For the growing numbers of home purchasers who care about energy efficiency, it’s the ultimate “green” goal: Lenders should recognize the net savings that energy improvements provide to property owners and take them into account when they underwrite and set the fees for mortgages. Appraisers should also recognize the added value.
The rationale: Owners of homes that reduce energy consumption pay lower utility bills than owners of energy guzzlers, so why not factor these out-of-pocket savings into calculations of household debt-to-income ratios and appraised valuations? This might permit larger mortgage amounts for energy-efficient homes and help qualify more first-time buyers who are now frequently rejected on debt-ratio grounds.
Though this is commonplace in other countries, it’s a work in progress in the United States.
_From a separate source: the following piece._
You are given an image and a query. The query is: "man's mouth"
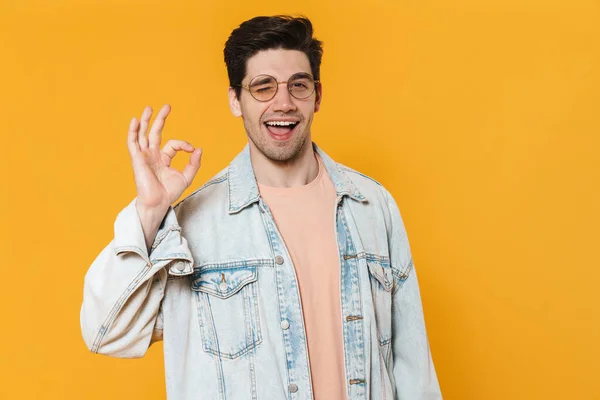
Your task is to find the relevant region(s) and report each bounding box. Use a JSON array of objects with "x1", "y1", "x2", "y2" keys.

Bipartisan legislation is pending in the Senate — the Sensible Accounting to Value Energy (SAVE) Act — that would require Fannie Mae, Freddie Mac, the Federal Housing Administration and other federal mortgage players to revise their rules to better recognize and reward energy savings.
More than 125 local multiple-listing services across the country are helping out by including “green fields” in their online listing information displays. The green fields allow sellers, buyers, realty agents and appraisers to describe energy improvements or special certifications that a property offers, such as high-performance windows and doors, heavy-duty insulation and Energy Star appliances, along with solar, geothermal and other features.
Thousands of appraisers are undergoing “green valuation” training, and the country’s largest association in that field, the Appraisal Institute, has created a comprehensive “green addendum” that can be used to translate energy-conservation improvements into higher property valuations.
But there has just been another milestone on the way to seeing green in real estate: A major American private mortgage insurance company plans to jump into green lending, and is gearing up to offer a version of what it already provides to buyers in Canada: cost savings to energy conservers.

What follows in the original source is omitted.